The experience left her feeling as if the hospital offered her a fake discount to reel in her business. “I double-checked and tripled-checked with them,” Qiu said. “They have financial departments that should be verifying this with my insurance company.”
Though Qiu could afford the bill, she refused to pay it out of principle. It ended up at a collection agency.
A spokesperson for the hospital pointed out a few mistakes that the hospital made. For one, staff members are not authorized to offer discounts. Qiu was also sent to the collection agency because staff did not follow the standard procedure for customer complaints after she made a follow up phone call to the hospital.

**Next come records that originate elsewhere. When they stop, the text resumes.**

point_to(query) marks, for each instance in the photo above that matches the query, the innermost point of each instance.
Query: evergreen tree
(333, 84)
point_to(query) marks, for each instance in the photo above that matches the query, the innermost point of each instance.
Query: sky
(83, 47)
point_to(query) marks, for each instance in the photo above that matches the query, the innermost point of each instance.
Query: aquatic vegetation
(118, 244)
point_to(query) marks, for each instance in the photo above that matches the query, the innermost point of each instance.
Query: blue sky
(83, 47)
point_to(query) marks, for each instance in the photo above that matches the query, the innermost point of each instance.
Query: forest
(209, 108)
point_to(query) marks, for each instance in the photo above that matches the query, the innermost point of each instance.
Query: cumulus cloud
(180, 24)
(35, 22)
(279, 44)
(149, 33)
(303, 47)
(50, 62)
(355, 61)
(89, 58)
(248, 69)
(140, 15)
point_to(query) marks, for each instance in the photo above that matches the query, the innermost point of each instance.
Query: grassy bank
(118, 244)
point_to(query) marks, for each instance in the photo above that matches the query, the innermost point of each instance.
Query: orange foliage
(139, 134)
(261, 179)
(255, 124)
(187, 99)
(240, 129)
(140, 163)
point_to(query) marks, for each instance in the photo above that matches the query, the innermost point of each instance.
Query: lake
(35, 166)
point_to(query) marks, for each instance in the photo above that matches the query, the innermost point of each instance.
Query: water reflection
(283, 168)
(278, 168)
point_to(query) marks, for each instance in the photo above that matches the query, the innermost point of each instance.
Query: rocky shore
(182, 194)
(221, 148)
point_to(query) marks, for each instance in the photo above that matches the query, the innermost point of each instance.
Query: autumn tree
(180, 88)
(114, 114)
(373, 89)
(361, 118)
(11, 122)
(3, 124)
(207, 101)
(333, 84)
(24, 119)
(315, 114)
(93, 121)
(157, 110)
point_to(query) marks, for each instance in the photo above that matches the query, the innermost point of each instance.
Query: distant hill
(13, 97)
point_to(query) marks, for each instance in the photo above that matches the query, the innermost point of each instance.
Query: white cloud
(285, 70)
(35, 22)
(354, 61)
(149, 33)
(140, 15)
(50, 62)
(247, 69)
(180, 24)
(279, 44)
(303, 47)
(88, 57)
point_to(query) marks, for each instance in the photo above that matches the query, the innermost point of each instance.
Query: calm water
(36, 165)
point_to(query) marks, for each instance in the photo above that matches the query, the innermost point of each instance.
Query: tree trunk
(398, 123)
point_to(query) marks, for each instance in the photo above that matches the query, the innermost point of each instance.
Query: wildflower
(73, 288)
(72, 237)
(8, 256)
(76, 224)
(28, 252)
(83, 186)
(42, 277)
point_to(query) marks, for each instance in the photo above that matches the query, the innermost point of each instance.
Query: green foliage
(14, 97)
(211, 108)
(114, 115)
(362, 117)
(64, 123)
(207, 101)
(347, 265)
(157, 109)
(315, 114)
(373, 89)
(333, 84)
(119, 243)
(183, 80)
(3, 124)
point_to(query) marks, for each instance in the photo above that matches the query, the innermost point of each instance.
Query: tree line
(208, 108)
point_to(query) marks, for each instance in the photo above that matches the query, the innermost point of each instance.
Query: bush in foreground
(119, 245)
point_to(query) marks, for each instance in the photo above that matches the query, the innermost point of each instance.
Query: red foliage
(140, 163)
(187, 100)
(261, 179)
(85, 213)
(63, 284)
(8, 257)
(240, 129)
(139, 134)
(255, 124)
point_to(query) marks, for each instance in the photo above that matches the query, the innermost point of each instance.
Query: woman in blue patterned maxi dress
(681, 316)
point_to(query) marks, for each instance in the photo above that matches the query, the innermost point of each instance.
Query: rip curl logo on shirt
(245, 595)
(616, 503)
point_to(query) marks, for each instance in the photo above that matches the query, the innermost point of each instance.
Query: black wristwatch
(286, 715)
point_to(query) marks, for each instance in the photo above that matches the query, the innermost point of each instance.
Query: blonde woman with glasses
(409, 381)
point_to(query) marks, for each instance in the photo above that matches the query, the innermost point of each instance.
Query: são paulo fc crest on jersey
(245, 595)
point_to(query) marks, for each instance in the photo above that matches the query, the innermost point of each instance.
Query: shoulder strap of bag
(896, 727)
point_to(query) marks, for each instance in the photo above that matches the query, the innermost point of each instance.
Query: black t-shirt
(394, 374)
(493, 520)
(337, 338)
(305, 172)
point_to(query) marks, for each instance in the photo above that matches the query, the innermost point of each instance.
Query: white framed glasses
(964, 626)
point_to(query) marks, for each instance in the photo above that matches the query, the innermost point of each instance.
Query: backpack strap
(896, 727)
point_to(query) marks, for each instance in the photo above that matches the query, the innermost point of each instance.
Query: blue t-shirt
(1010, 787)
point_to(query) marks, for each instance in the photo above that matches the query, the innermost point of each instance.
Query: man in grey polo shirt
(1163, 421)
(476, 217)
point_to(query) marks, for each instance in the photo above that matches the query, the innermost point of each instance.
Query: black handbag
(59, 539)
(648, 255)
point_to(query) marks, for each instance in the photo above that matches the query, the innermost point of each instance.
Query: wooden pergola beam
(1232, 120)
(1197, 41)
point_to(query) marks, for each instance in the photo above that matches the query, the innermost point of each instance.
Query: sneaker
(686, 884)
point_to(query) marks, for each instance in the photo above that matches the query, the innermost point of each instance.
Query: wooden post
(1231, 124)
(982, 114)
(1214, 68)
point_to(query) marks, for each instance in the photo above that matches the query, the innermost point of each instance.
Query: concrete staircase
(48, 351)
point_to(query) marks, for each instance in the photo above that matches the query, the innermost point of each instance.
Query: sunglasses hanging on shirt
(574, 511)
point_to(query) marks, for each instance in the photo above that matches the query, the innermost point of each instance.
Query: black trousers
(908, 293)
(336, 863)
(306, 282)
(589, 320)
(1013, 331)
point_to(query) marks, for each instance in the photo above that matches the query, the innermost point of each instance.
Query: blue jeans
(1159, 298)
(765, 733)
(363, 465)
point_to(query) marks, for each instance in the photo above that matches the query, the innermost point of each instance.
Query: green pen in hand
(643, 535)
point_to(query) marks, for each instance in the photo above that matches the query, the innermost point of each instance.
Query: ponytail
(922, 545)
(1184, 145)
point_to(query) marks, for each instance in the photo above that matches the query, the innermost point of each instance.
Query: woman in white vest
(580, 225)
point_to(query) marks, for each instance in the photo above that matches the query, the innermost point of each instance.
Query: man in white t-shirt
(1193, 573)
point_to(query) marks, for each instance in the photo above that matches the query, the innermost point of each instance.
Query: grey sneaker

The takeaway: Multiple medical billing advocates who reviewed Qiu’s case praised her for her tenacity in calling the hospital financial department twice before the procedure. But as she acknowledged, most people don’t have the time or spine to fight.
Experts advise patients to confirm with their insurer when any discounts are offered. If patients hear conflicting information, they should confirm their own policy with their insurer before moving forward with the procedure. A misinformed patient is not a legal reason to lower someone’s bill.
Lastly, a patient should get any promises put in writing before the procedure is performed. Make sure it is as explicit as possible.